Сеня и сам осоловел. Обычно он держал себя в строгости, но в тот вечер не утерпел, за дружбу пропустил не одну коньяковую стограммовочку. И когда я собрался уходить, поднялся (после трех коктейлей денег не осталось), — Сеня сбил четвертый.
— За счет заведения, — сказал он и тут же опять за свое. — Как твоя «Практика»? Что Колдунья? Не надоел ей этот тип? — и добавил, погодя: — Зачем ты его писателем сделал? Уж лучше бы он
Я отвернулся и опять ощутил себя, словно бы там, под окном во дворе напряженно вглядывался в очертания знакомого прямоугольника, стыдясь потаенной надежды вернуть отблески далекого, давно прожитого тепла и света. Но утрачены они и не могут быть названы.
Ощущение было сродни тому, что посетило моего героя, писателя, перед расколотой стеной родного дома. Казалось ему, за этой стеной сохранились от растлевающего воздействия времени и суеты тайны детства; словно солнечная запись на ленте памяти, непостижимо, но очевидно привязывали они его к реальному месту, старому дому. Однако мавзолей оказался пуст. Рухнула стена, легла на проезжую часть, открыв миру коммунальную гниль жилища: рваные обои, провисшую штукатурку, ветхие балки, разоренные комнаты, лестничные марши, ведущие в никуда.
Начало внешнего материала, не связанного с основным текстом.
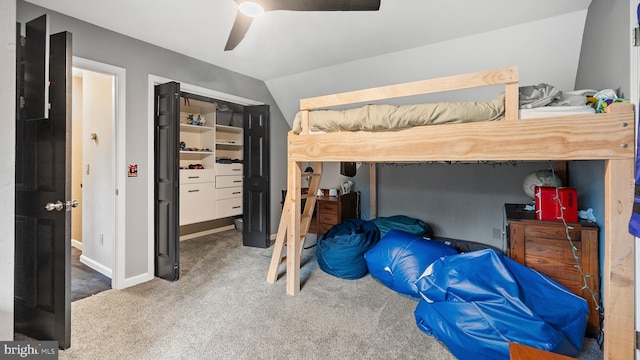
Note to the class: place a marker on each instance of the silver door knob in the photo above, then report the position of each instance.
(58, 206)
(71, 204)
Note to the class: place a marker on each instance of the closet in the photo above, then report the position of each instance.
(211, 155)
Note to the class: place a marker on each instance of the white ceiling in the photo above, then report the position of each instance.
(283, 43)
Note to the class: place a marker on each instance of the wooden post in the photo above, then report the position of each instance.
(619, 271)
(373, 191)
(293, 230)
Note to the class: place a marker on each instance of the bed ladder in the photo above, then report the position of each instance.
(305, 220)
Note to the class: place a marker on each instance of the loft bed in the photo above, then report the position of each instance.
(607, 136)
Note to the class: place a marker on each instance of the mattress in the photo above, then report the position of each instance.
(549, 111)
(386, 117)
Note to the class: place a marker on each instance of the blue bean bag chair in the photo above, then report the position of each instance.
(340, 251)
(399, 258)
(476, 303)
(404, 223)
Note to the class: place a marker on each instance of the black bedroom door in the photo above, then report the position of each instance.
(43, 203)
(166, 202)
(256, 200)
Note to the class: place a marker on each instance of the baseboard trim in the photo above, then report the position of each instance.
(96, 266)
(136, 280)
(76, 244)
(206, 232)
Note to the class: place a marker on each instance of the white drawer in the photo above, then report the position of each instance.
(196, 176)
(228, 181)
(229, 193)
(229, 169)
(228, 207)
(197, 203)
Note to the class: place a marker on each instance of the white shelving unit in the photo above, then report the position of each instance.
(212, 190)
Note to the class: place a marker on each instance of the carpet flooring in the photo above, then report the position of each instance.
(85, 281)
(223, 308)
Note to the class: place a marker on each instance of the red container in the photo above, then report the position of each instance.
(548, 206)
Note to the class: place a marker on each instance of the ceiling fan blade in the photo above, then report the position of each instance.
(239, 29)
(320, 5)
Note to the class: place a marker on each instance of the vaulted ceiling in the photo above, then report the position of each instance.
(282, 43)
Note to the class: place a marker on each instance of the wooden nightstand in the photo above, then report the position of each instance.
(543, 246)
(331, 210)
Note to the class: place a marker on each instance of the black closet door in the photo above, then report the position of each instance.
(42, 206)
(256, 200)
(166, 202)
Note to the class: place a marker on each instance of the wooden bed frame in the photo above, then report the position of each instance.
(609, 137)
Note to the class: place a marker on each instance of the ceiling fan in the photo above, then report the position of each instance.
(247, 10)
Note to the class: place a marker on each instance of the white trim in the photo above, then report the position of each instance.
(76, 244)
(135, 280)
(193, 89)
(206, 232)
(97, 266)
(118, 162)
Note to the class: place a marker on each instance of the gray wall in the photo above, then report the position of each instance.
(7, 165)
(141, 59)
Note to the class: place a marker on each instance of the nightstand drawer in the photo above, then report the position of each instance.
(328, 207)
(228, 181)
(323, 228)
(229, 169)
(328, 218)
(196, 176)
(228, 207)
(228, 193)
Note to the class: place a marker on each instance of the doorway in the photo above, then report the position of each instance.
(97, 112)
(168, 237)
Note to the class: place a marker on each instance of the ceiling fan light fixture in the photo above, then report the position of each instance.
(251, 9)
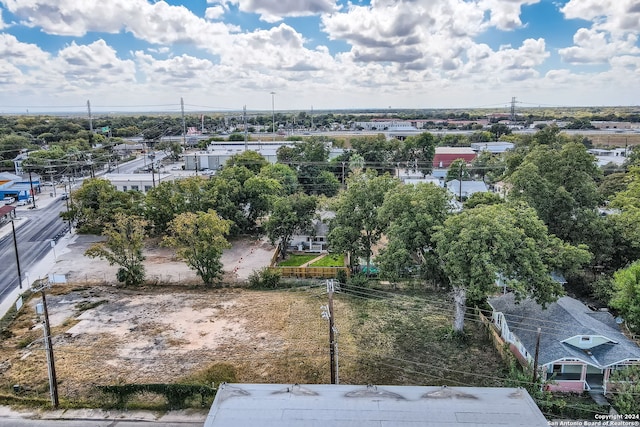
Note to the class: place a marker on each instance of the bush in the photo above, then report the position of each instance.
(341, 276)
(602, 289)
(265, 278)
(358, 280)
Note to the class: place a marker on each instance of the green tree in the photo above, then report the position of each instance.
(251, 160)
(612, 184)
(123, 247)
(418, 151)
(357, 225)
(289, 214)
(478, 199)
(626, 297)
(286, 176)
(458, 170)
(625, 383)
(200, 239)
(378, 152)
(561, 185)
(96, 203)
(477, 245)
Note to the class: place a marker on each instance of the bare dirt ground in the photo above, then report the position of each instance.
(160, 334)
(173, 327)
(161, 264)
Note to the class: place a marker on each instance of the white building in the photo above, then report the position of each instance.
(465, 189)
(142, 182)
(616, 156)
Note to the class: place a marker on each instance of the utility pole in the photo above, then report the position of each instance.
(90, 118)
(244, 120)
(273, 115)
(33, 194)
(535, 359)
(153, 177)
(15, 246)
(53, 381)
(327, 313)
(460, 182)
(67, 200)
(50, 171)
(184, 127)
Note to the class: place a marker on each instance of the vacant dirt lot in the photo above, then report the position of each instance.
(168, 331)
(161, 265)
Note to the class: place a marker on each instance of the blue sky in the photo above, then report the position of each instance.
(141, 55)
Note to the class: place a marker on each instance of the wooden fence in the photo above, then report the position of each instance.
(494, 335)
(311, 272)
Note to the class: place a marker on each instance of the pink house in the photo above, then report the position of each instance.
(579, 347)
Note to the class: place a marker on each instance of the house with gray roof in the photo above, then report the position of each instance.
(579, 347)
(320, 405)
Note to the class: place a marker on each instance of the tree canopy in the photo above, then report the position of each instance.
(508, 241)
(357, 225)
(200, 239)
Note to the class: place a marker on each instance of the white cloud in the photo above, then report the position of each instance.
(505, 14)
(158, 22)
(2, 23)
(274, 11)
(215, 12)
(616, 16)
(93, 64)
(21, 54)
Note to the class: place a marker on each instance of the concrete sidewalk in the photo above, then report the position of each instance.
(182, 417)
(44, 266)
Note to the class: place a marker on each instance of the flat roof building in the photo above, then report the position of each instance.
(322, 405)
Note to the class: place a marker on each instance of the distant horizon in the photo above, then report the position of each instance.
(361, 111)
(219, 55)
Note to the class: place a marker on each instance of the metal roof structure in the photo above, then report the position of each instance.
(270, 405)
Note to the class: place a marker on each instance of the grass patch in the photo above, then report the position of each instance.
(331, 260)
(296, 260)
(385, 337)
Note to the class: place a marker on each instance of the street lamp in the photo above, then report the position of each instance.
(273, 115)
(152, 157)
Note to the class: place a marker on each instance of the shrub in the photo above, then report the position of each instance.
(265, 278)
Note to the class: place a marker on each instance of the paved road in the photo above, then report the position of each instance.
(138, 163)
(5, 422)
(34, 233)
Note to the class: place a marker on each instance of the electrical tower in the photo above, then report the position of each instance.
(90, 118)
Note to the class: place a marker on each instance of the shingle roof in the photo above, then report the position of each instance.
(322, 405)
(561, 320)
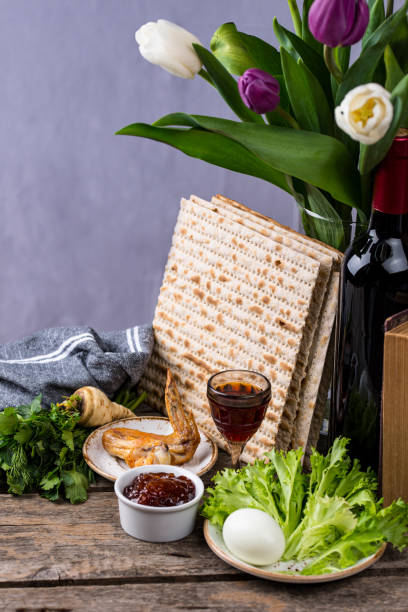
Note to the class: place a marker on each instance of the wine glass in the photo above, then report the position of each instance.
(238, 400)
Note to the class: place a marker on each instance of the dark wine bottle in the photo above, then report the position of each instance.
(374, 286)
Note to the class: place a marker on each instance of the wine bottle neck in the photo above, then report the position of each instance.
(391, 180)
(388, 225)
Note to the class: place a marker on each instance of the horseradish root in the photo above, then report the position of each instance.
(95, 407)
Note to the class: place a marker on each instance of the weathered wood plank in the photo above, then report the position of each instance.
(43, 541)
(365, 594)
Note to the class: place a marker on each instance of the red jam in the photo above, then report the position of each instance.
(161, 489)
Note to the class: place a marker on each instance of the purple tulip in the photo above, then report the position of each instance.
(338, 22)
(259, 90)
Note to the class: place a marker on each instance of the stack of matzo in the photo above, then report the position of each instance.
(241, 291)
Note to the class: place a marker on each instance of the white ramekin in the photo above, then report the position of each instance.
(157, 524)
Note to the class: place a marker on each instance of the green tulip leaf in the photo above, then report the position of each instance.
(377, 16)
(342, 55)
(307, 36)
(327, 223)
(371, 155)
(238, 51)
(394, 74)
(226, 85)
(314, 158)
(298, 49)
(319, 218)
(209, 147)
(306, 96)
(364, 67)
(399, 45)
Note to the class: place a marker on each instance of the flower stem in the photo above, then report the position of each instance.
(288, 118)
(203, 73)
(332, 64)
(390, 8)
(297, 21)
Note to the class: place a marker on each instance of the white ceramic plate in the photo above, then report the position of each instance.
(111, 467)
(215, 541)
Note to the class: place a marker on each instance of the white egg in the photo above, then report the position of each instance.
(253, 536)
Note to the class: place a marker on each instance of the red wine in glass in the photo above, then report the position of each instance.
(238, 400)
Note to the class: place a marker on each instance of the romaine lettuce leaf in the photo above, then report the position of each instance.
(330, 516)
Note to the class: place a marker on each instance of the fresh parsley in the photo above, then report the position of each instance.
(41, 449)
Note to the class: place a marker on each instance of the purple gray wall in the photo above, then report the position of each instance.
(86, 216)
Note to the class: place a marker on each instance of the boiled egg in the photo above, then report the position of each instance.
(253, 536)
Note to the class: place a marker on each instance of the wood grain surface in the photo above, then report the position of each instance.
(64, 557)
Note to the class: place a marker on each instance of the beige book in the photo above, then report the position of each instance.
(395, 411)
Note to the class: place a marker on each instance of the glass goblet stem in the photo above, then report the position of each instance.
(235, 449)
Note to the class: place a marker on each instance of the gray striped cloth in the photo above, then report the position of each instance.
(57, 361)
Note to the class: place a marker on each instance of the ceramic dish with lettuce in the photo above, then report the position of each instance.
(331, 518)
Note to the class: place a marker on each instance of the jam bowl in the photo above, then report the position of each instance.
(157, 523)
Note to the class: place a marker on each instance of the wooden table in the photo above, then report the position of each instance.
(64, 557)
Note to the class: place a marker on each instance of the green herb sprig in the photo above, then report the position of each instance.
(41, 450)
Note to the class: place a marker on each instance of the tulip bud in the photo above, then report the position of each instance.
(168, 45)
(365, 113)
(338, 22)
(259, 90)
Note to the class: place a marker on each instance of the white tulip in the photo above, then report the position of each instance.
(168, 45)
(365, 113)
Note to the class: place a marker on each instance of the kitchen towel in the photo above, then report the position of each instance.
(57, 361)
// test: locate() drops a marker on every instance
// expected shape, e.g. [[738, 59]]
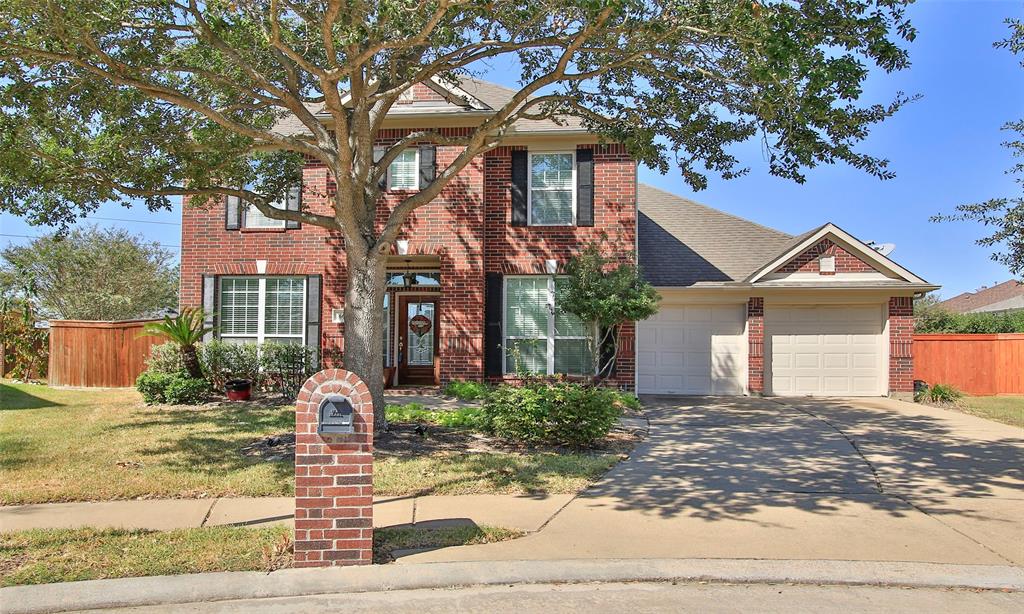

Еще ощущение было похоже на то, что настигло моего персонажа в кинотеатре, на сеансе «Колдуньи», когда во второй главе он опрометчиво влюбился и возжелал лесную девушку, героиню фильма, образ запечатленный, — и она сошла к нему и осталась, согласилась поехать на озеро купаться.
Ситуация мне поддалась и завязка получилась легко. Однако в воду почему-то девушку загнать не удавалось. Мы ссорились с героем.
— Что ты за мужик! — подначивал я.
— Сам кашу заварил, сам и расхлебывай, — огрызался он, но все-таки боялся, что я отложу записки, уберу рукопись в долгий ящик, — тогда ему кранты.
С Мариной было труднее. Она стояла молча на песке, у самой кромки: Венера в свете автомобильных фар. Вокруг визжали пьяные девицы.
— Ну, — говорил я ей. — Смелее… Смело, смело.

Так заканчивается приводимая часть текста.